As more union activists make their way to the sidewalk bordering Walmart it is hard not to notice the diversity of the crowd. On this wind-chilled strip of concrete, differences in age, gender and race seem far less relevant than what unions they belong to. Suffice it to say that today’s crowd is not the “good old boys club” many associate with the union movement. In fact, women union workers significantly outnumber the men this morning. According to the Bureau of Labor Statistics, that’s not surprising: In 1983 there were 10.1 percent more men in unions than women, but by 2013 that gap had shrunk to 1.4 percent, a larger percentage of women in the union movement than ever before. The Coalition of Labor Union Women is literally flying their flag this Black Friday.
With the blue and white CLUW flag snapping in the wind off to her right, Antoinette Robinson, a U.S. postal worker and president of the CLUW Kansas City chapter, is here to support the Walmart workers. As the air around her crackles with the chant “hey hey, ho ho, poverty wages have got to go,” Robinson explains that the Walmart workers’ fight is very important to CLUW because “women are [Walmart] workers…and they deserve a fair wage.” Robinson concludes by summarizing the demand of organized labor into three words: “Workers. Deserve. More.”
The idea that all who work deserve more is not lost on Claude Rhone, a proud member of the Ironworkers, Local 10, Kansas City. A bearded man in a union hoodie, Rhone stands on the sidewalk holding a handwritten cardboard sign. Reinforced with duct tape, the sign reads, “Poverty Wages Keep Prices Low.” Though he’s the only member of the building trades present, Rhone knows which side he’s on: “The largest employer in the nation should be paying their employees a fair wage, a living wage.”

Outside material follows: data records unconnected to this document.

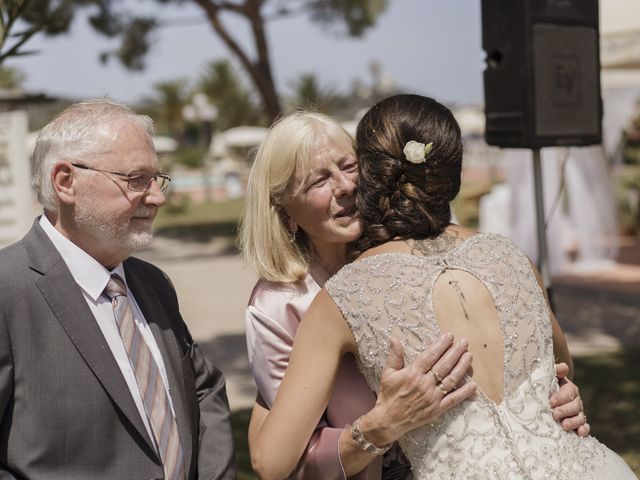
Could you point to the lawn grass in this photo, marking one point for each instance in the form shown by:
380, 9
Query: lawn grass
610, 389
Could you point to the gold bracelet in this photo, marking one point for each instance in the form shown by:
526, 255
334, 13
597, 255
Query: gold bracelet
363, 443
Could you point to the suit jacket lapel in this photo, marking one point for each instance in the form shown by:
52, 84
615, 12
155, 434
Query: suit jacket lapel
70, 308
161, 327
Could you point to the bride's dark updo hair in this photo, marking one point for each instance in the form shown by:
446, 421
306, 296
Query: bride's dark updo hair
396, 198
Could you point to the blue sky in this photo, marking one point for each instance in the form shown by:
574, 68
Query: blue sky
427, 46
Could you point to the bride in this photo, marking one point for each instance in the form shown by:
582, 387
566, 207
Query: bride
417, 275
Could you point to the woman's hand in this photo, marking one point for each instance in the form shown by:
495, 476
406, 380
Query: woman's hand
567, 404
410, 397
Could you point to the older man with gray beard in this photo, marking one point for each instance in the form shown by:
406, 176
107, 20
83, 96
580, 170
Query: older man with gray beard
99, 376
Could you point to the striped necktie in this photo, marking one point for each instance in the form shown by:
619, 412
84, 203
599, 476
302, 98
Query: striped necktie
152, 389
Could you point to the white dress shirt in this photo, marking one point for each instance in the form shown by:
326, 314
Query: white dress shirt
92, 278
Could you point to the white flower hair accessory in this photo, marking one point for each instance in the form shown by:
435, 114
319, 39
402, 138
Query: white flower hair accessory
417, 152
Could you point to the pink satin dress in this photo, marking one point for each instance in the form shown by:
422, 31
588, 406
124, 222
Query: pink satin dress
272, 318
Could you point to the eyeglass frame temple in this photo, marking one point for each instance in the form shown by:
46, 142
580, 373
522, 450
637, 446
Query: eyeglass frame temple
127, 176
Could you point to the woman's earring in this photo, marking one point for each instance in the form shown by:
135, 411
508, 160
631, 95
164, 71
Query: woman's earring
293, 229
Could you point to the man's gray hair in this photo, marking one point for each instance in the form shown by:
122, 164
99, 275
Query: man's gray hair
77, 134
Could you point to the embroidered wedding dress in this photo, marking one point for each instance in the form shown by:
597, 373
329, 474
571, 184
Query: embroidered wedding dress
391, 294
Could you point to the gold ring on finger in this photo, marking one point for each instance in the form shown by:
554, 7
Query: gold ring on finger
442, 389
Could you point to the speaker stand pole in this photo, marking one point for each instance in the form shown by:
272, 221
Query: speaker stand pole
543, 266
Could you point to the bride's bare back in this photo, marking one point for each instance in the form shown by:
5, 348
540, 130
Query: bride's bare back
481, 287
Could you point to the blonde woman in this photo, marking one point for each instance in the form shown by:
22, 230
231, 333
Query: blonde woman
300, 218
417, 275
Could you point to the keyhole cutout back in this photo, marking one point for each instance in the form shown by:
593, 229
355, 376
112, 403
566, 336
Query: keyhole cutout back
463, 305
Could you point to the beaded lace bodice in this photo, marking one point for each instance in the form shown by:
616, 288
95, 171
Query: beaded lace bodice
391, 294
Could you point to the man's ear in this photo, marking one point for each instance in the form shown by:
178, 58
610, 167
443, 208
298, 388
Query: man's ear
62, 178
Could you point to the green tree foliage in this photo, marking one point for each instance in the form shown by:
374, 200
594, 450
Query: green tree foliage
22, 19
113, 19
307, 92
225, 89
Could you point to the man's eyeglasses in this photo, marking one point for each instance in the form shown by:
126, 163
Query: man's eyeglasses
138, 181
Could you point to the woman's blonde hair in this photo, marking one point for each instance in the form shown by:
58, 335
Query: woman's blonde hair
267, 243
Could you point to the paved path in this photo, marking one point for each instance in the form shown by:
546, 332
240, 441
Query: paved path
599, 312
213, 286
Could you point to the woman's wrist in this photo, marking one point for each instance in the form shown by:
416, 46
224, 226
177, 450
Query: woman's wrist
374, 430
363, 443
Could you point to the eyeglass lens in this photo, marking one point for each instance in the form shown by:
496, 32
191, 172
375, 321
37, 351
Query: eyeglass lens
140, 181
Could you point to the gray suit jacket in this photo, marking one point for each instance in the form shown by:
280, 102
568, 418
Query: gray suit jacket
65, 409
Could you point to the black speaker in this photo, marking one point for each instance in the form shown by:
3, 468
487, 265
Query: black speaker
542, 77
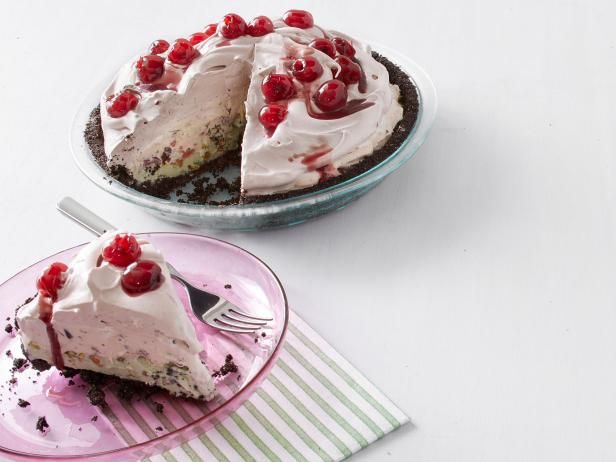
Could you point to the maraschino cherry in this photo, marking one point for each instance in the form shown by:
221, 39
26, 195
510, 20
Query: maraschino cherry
182, 52
122, 251
331, 96
121, 104
51, 280
150, 68
271, 115
197, 37
210, 30
259, 26
144, 276
276, 87
159, 46
306, 69
232, 26
298, 18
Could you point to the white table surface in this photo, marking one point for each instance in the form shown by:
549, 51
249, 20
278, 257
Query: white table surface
476, 286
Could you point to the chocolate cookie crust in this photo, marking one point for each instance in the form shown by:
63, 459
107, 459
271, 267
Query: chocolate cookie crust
164, 187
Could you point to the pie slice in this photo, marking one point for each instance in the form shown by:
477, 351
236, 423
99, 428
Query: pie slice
114, 310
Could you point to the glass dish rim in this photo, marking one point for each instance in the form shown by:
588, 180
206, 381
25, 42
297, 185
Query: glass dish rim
426, 115
168, 436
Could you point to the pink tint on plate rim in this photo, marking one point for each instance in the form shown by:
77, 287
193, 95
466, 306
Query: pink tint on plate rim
129, 430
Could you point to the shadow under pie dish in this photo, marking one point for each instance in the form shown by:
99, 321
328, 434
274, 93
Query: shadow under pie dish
253, 131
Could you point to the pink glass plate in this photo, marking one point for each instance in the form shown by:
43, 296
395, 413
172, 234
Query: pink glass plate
136, 429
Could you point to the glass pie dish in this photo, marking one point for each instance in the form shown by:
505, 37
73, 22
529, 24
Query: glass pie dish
271, 214
133, 430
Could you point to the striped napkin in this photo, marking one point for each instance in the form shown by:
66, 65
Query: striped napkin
314, 406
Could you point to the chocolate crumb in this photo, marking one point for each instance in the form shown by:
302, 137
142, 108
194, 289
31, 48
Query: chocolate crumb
18, 363
227, 368
96, 396
41, 424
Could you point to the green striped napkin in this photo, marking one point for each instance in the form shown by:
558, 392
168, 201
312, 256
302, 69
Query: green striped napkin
314, 406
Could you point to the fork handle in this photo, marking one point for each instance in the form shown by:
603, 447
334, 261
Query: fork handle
83, 216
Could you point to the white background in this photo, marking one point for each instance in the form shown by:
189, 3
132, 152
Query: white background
475, 286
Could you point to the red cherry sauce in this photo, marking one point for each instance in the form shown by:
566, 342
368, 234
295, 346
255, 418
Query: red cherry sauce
311, 159
351, 107
45, 315
362, 85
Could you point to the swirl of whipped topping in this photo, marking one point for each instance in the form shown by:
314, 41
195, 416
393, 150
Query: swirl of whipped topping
223, 83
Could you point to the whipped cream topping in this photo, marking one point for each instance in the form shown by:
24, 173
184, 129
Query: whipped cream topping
301, 151
100, 327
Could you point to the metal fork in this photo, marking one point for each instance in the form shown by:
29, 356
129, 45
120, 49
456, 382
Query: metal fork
208, 308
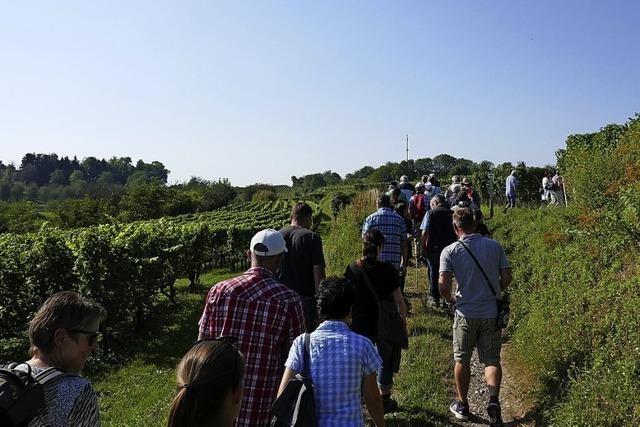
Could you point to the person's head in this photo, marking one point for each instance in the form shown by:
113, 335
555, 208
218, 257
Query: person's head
395, 196
437, 200
400, 208
210, 385
372, 242
463, 222
267, 249
301, 214
65, 330
463, 196
384, 201
335, 298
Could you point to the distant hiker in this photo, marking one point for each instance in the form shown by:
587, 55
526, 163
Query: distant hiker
437, 233
429, 192
265, 315
434, 181
473, 195
209, 379
475, 309
342, 363
558, 189
303, 267
394, 229
396, 195
453, 198
419, 204
454, 187
511, 184
435, 185
62, 334
406, 187
401, 209
384, 281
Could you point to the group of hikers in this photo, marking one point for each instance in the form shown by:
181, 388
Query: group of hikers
283, 319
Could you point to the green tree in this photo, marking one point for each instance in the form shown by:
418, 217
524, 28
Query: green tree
57, 178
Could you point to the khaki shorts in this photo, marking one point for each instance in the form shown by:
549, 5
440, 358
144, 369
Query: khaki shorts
480, 333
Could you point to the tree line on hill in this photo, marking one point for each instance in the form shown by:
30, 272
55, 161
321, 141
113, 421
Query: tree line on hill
444, 166
69, 193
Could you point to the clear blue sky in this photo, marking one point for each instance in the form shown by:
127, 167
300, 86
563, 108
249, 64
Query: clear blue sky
257, 91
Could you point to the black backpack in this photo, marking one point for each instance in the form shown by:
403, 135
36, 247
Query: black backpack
22, 393
296, 406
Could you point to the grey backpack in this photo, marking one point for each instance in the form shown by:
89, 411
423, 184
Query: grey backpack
22, 393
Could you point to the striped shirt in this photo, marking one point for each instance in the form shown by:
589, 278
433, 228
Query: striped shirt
266, 317
340, 359
394, 229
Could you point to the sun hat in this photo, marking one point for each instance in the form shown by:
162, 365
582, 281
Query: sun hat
268, 242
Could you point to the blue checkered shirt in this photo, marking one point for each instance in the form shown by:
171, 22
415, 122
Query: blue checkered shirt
339, 361
394, 230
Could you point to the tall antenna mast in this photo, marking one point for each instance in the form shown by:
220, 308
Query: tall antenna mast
407, 147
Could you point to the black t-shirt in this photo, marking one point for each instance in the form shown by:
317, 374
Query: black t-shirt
385, 280
441, 233
304, 250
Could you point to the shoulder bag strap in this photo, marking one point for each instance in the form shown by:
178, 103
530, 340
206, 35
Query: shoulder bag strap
367, 281
49, 374
307, 357
479, 266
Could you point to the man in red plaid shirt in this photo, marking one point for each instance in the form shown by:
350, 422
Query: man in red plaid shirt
264, 315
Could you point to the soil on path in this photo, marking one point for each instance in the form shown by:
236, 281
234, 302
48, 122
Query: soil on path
516, 409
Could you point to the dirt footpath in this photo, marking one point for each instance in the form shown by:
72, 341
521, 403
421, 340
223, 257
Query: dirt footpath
515, 411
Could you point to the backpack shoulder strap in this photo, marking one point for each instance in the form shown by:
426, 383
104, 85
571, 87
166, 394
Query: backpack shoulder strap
479, 266
307, 356
50, 374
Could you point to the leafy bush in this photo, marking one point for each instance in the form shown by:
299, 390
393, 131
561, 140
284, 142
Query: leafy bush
575, 308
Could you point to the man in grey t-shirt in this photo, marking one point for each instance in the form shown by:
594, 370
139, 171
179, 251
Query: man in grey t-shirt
475, 309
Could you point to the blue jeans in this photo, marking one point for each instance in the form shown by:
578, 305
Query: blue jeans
433, 260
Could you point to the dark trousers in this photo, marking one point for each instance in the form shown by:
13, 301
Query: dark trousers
309, 309
433, 261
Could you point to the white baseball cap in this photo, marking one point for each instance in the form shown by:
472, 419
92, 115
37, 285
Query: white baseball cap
268, 242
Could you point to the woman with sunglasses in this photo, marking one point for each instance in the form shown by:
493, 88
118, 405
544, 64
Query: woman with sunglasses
210, 385
63, 333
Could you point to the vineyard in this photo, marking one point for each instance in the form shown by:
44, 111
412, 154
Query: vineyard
125, 267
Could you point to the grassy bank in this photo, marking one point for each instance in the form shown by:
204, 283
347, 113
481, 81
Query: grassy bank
576, 316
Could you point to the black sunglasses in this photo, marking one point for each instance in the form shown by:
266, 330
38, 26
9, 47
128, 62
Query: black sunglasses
92, 335
233, 342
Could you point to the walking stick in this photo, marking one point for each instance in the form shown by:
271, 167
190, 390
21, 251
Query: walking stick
415, 247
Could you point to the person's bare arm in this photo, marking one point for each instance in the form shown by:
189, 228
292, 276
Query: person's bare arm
318, 275
444, 284
373, 400
405, 252
288, 374
505, 278
399, 300
424, 238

Cantare Davunt, a customer service manager, brings home about $322 a week. She knows what it’s like to work for the world’s largest employer and not be paid a living wage. In order to make ends meet, in the summer she doesn’t pay her electric bill. For her, Thanksgiving was “an unwelcome reminder of the fact that we can’t afford dinner.” She wonders, “How can we [have Thanksgiving] when we earn less than $20,000 a year?”
“Walmart is a bad deal for employees,” says Jessica Podhola. Braving the November morning in nothing more than shirt sleeves so that her International Union of Painters and Allied Trades T-shirt would not covered by a coat, Podhola continues, “Walmart is a bad deal for our economy, and it’s a bad deal for their customers.” A member of Local 820, she stands with fellow union painter David Cox from Local 2012. Both hold black signs with the image of an upraised fist; above it in bright, bold letters the signs proclaim Solidarity! Together they’re out to “show solidarity, because if one of us is not being paid what we’re worth and getting the benefits they deserve, it drags us all down.”
As Black Friday marked the start of this year’s holiday shopping season, each of these union activists reflected on what they would get Walmart workers this year if they could get them anything in the world. Each one, from postal worker to painter, says the same thing: “$15 and a union.” These Kansas City union veterans know it takes more than wishes for workers to get respect. They have to organize and fight. In Kansas City the public support from these unions is a powerful sign to those who work inside: We are with you, you do not fight alone!